Dignity Sculpture
The culture of our area has been shaped by art. Rapid City is probably best known for its proximity to Mount Rushmore, where the faces of four presidents are carved into the mountain. Not far away is the Crazy Horse carving, a giant, three-dimensional carving of an entire mountain. Our city is filled with public art, with sculptures on many downtown street corners, and numerous other public works of art. The church has a long history of being a patron of the arts. Many classical works of music, painting, sculpture, theatre and other arts have religious themes. Art is known to inspire and to lead people to thinking of topics and issues that are beyond themselves.

On our recent vacation, we stopped going and coming to spend time with a new public sculpture that is located on the bluffs of the Missouri River near Chamberlain. Titled “Dignity” the metal sculpture by South Dakota Artist Laureate Dale Lamphere, stands 50 feet tall and depicts a Lakota woman with a Star Quilt billowing behind her.

As is true with all art, it takes time to take it all in.

Before going farther, it is important to note that South Dakota’s newest landmark had its origins in the deep generosity of Norm and Enable McKie. They commissioned the sculpture as a gift to the people of South Dakota. Working with landscape architect Patrick Wyss the dream is to develop a park for South Dakotans and our visitors to use for years to come. The artists’s statement describes some of the goals of the piece:

“Dignity represents the courage, perseverance and wisdom of the Lakota and Dakota culture in South Dakota. My hope is that the sculpture might serve as a symbol of respect and promise for the future.”
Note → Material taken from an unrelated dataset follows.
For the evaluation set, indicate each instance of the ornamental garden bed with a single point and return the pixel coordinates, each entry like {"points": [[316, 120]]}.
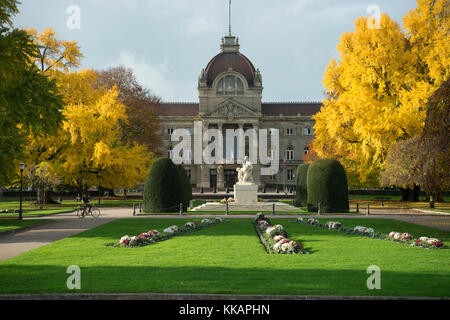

In a way, it has been interesting to have waited over a month from the dedication celebration to make our first visit. We have heard lots of comment and conversation from friends and acquaintances about the sculpture before seeing it with our own eyes.

The comments didn’t fully prepare us for the experience of looking at the remarkable piece of art. People have spoken of size and scale. They have mentioned the star quilt with its colors. They have reported on how it changes with the light of different times of day. They have commented on the LED lights that add to its nighttime appearance. But not many have spoken to me about the beauty of the sculpture. The face and features of the woman are impressive and, simply, beautiful. I hadn’t expected to be so taken with that aspect.

There will, of course, be critics. Some ask why she is facing the direction that she faces - just a little bit south of East. I suspect that on the average blustery day, standing atop those bluffs, I might face exactly the same direction, turning my back to the wind. The sculpture, however depicts a star quilt billowing away from the woman, as if the wind were blowing almost exactly the opposite direction of the prevailing. No worries, this is South Dakota. There will be days when the wind will shift to the southeast and line up with the sculpture. Some say that she is facing the sunrise, which is appropriate for a sculpture dedicated to the future of the state and its people. I’ve heard that she has turned her back on the town of Chamberlain. The bottom line is that a three-dimensional sculpture of a woman has to face some direction. As it is, it makes a wonderful impression from the parking lot and park area in which it is situated. Because there is also an older structure that is reminiscent of a Lakota tipi in the area which is of a smaller scale, it makes sense for the new sculpture to be a ways from that tipi so when they are viewed together one doesn’t dominate the other.

As to the cultural appropriateness of the sculpture, I am not qualified to comment and will wait to hear from others about their opinions. What I do know is that Lakota and Dakota culture is not a fixed entity forever frozen in time. It changes and evolves. The tradition of star quilts, which we see in all kinds of celebrations from honoring ceremonies to funerals, is something that came after reservation times. Quilting wasn’t an indigenous art, but rather one that has its roots in Europe. In contemporary Lakota culture, however, the quilts carry deep meaning and have been fully incorporated into the lives of the people. The woman depicted in the sculpture is wearing traditional dress - something seen only at pow wows and special ceremonies these days, but somehow it seems to fit very well to combine the traditional dress with the quilt. A historian would have trouble placing the sculpture in a particular moment of time, but perhaps its value to present and future generations is its ability to span time and not be connected to a particular date and place. It does have a transcendent quality. After all it is ten times as big as a living human person. From most angles of viewing one is looking up at the face of the woman.

For now, I feel a sense of gratitude to the generosity of the McKie family and a sense of appreciation for the vision of Dale Lamphere. Dignity is an incredible and memorable piece of outdoor art that will be a part of the story of our state for generations to come. I hope that we, who live and work in this place can aspire to some of the courage, perseverance and wisdom that it depicts. Perhaps the sculpture is just the inspiration we need.

Art enables us to express ideas and concepts that are beyond words and art such as this sculpture, designed to last for long periods of time, can have different meanings to different viewers. I know that I will be asking others what they think of the sculpture for years to come and listening with joy to their responses.